Ex-SS-Mann Gröning muss ins Gefängnis
29. Dezember 2017Weder das hohe Alter des wegen Beihilfe zum Mord in 300.000 Fällen verurteilten Oskar Grönings noch sein Gesundheitszustand reichten aus, um vom Strafvollzug abzusehen. Eine Ladung zum Haftantritt werde zeitnah erfolgen, sagte die Sprecherin der Staatsanwaltschaft Hannover, Kathrin Söfker. Es sei ein Gefängnis in Niedersachsen gefunden worden, in dem auch ältere, gebrechliche Gefangene gepflegt werden können.
Grönings Anwalt Hans Holtermann hatte Mitte Dezember Verfassungsbeschwerde eingereicht, weil das Landgericht Lüneburg und das Oberlandesgericht Celle einen Antrag auf Haftaufschub abgelehnt hatten. Der als "Buchhalter von Auschwitz" bekannte 96-Jährige wurde im Juli 2015 vom Landgericht Lüneburg wegen Beihilfe zum Mord in dem Vernichtungslager zu einer Haftstrafe von vier Jahren verurteilt. Das Urteil ist seit September 2016 rechtskräftig.
Holtermann hatte in seiner Beschwerde auf die vom Grundgesetz garantierte Verhältnismäßigkeit gepocht. Demnach muss auch ein wegen schwerer Schuld Verurteilter eine realistische Chance haben, die Freiheit wiederzuerlangen. Außerdem drohe Gröning aufgrund seines Gesundheitszustandes Lebensgefahr. Werde er aus seinem sozialen Netz "herausgerissen" und "durch die Inhaftierung die bislang erfahrene Wertschätzung" verlieren, drohten Depressionen und eine Verschlechterung seines körperlichen und geistigen Zustandes.
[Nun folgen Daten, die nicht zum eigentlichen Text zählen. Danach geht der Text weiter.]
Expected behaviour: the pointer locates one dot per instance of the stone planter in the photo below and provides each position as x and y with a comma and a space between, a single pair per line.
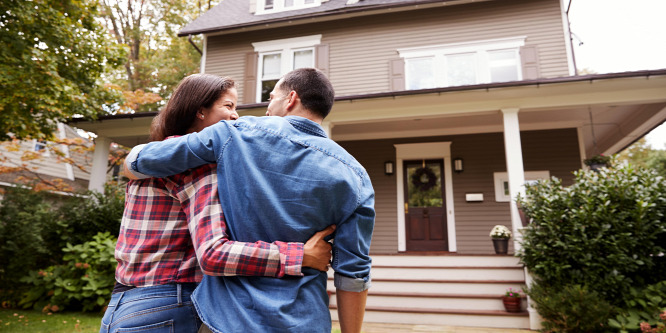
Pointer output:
512, 304
501, 245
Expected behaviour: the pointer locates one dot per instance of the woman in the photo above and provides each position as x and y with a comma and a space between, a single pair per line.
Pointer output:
173, 228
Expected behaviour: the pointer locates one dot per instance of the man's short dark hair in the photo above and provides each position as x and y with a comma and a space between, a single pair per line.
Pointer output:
313, 88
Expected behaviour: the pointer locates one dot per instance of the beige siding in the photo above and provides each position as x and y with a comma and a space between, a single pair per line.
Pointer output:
483, 154
361, 48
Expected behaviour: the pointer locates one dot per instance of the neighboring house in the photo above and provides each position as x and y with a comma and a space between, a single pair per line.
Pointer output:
39, 161
451, 106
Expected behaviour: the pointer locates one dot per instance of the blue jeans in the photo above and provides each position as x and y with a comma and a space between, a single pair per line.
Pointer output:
163, 308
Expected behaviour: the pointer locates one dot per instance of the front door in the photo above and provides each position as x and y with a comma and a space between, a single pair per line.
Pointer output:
425, 206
Hohes Alter reicht als Argument nicht aus
Doch das höchste deutsche Gericht in Karlsruhe lehnte die Verfassungsbeschwerde als "unbegründet" ab, Gröning werde nicht in seinen Grundrechten verletzt. Schwere Gesundheitsgefahren seien nicht erkennbar und Beeinträchtigungen könne durch medizinische Vorkehrungen im Gefängnis Rechnung getragen werden, führte das Gericht aus. Sollte sich der Gesundheitszustand in der Haft verschlechtern, sei es zudem möglich, den Strafvollzug zu unterbrechen. Wegen der Schwere von Grönings Taten habe die Durchsetzung des staatlichen Strafanspruchs ein besonderes Gewicht.
Gröning wurde verurteilt, ohne dass ihm eine konkrete Tötung nachgewiesen wurde. Nach Auffassung der Gerichte leistete er allein durch seine Tätigkeit im Vernichtungslager Auschwitz einen Tatbeitrag zum hunderttausendfachen Mord. Er habe durch das Bewachen von Gepäck und das Verwalten der Gelder der Gefangenen als Mitarbeiter der Devisenabteilung im Lager die grausamen und heimtückischen Morde gefördert, heißt es in dem Urteil. Von den rund 425.000 ungarischen Juden, die zwischen dem 16. Mai und dem 11. Juli 1944 nach Auschwitz verschleppt wurden, wurden mindestens 300.000 in den Gaskammern getötet.